Between 3 million and 4 million people filed in January of last year using those forms, with many of those people expecting a refund, the IRS said.
The average refund in 2007 was $2,324, the agency said.
"We regret the inconvenience the delay will mean for million of early tax filers, especially those expecting a refund," acting IRS Commissioner Linda Stiff said.
As many as 13.5 million people will have to wait until February 11 to start filing with the five AMT-related forms, but the IRS said filing patterns show only between 3 million to 4 million of those people file during the early tax season anyhow.
The IRS was able to reprogram its computers to begin accepting the seven other AMT-related forms when the tax season opens in early January.
But the tax packages that will start arriving in the mail beginning after New Year's Day were printed in November, before the AMT fixes were approved by Congress. The IRS has created a special section on its Web site, http://www.irs.gov, with updated copies of AMT forms.

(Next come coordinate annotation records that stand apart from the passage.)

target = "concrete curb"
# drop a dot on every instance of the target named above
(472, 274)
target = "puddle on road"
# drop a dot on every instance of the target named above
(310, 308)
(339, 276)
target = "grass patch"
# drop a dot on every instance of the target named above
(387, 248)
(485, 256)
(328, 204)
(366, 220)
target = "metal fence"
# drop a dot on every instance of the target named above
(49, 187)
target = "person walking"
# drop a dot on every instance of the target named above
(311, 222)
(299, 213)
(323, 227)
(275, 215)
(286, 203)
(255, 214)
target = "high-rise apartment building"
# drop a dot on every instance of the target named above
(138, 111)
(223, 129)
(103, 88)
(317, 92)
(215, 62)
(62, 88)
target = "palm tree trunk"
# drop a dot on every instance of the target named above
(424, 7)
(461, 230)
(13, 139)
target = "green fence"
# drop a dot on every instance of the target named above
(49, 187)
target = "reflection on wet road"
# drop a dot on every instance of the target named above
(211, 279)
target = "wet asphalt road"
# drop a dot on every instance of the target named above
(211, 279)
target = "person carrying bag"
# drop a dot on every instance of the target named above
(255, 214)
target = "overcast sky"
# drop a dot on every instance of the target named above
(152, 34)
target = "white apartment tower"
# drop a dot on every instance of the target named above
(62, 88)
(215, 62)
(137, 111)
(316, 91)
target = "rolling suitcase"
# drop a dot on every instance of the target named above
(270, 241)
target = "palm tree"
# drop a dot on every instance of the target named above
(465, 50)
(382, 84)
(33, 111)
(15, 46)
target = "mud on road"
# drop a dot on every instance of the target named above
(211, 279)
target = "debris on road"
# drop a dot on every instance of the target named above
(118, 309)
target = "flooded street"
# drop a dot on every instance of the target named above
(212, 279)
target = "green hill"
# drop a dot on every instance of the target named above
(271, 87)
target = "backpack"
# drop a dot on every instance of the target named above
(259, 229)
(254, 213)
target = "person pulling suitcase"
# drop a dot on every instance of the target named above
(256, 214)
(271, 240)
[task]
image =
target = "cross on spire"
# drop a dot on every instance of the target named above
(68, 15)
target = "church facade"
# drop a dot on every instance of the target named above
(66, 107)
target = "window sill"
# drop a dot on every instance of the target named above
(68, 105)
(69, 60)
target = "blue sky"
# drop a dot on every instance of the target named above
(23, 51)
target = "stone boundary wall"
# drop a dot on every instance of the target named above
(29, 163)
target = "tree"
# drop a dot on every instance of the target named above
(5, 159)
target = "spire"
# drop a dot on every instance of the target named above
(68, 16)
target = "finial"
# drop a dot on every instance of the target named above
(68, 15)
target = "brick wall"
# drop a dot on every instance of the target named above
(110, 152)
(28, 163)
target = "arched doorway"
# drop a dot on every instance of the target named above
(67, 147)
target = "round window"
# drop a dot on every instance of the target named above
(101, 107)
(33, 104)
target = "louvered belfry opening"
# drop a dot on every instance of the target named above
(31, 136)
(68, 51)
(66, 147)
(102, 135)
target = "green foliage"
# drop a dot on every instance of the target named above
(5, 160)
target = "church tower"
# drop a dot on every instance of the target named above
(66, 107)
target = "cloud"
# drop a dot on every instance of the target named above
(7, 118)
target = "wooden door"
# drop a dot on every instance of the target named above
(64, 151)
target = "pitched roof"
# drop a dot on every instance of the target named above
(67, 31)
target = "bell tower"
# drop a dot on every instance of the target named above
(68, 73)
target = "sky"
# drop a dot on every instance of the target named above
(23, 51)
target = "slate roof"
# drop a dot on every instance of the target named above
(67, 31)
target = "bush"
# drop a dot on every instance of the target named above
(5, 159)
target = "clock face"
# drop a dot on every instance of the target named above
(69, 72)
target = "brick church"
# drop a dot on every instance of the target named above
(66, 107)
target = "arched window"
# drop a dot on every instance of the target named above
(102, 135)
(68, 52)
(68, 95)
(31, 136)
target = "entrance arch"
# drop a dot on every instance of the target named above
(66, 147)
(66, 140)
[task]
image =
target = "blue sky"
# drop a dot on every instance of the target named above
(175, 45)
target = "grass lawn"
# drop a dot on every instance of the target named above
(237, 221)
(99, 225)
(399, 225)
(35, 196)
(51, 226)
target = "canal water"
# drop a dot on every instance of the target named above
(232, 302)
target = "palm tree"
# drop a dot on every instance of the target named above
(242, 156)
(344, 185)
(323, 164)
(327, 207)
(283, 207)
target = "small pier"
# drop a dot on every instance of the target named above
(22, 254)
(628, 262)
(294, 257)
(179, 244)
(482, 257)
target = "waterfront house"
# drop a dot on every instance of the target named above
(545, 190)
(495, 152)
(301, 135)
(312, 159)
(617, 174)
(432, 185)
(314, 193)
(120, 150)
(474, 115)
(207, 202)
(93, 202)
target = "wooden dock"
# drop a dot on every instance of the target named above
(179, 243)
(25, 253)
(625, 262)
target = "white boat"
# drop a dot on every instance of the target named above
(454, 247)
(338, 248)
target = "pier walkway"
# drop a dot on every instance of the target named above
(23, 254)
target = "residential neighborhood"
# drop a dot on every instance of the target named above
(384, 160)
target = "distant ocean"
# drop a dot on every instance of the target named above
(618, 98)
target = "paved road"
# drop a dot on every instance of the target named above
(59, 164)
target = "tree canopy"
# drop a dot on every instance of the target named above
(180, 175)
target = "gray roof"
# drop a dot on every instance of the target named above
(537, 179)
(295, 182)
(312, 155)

The alternative minimum tax was passed in 1969 and was aimed at about 155 very wealthy families who used deductions to avoid paying any federal income tax. The AMT disallows certain deductions and credits. It was not adjusted for inflation; as a result, over the years it has hit a growing number of middle-income taxpayers.
More than 4 million were subject to it in the 2006 tax year. Without the congressional fix, more than 20 million families would have been faced with an extra $2,000 tax hit on average.
The five forms affected by the delay are:
Form 8863, Education Credits.
Form 5695, Residential Energy Credits.
Form 1040A's Schedule 2, Child and Dependent Care Expenses for Form 1040A Filers.
Form 8396, Mortgage Interest Credit and
Form 8859, District of Columbia First-Time Homebuyer Credit.
Any taxpayer using those forms will have to wait until February to file their taxes, the agency said. The IRS will begin processing those forms on February 14, and the first refunds for those people will start going out 10 to 14 days later.
More than 100 million people got refunds during the last tax season.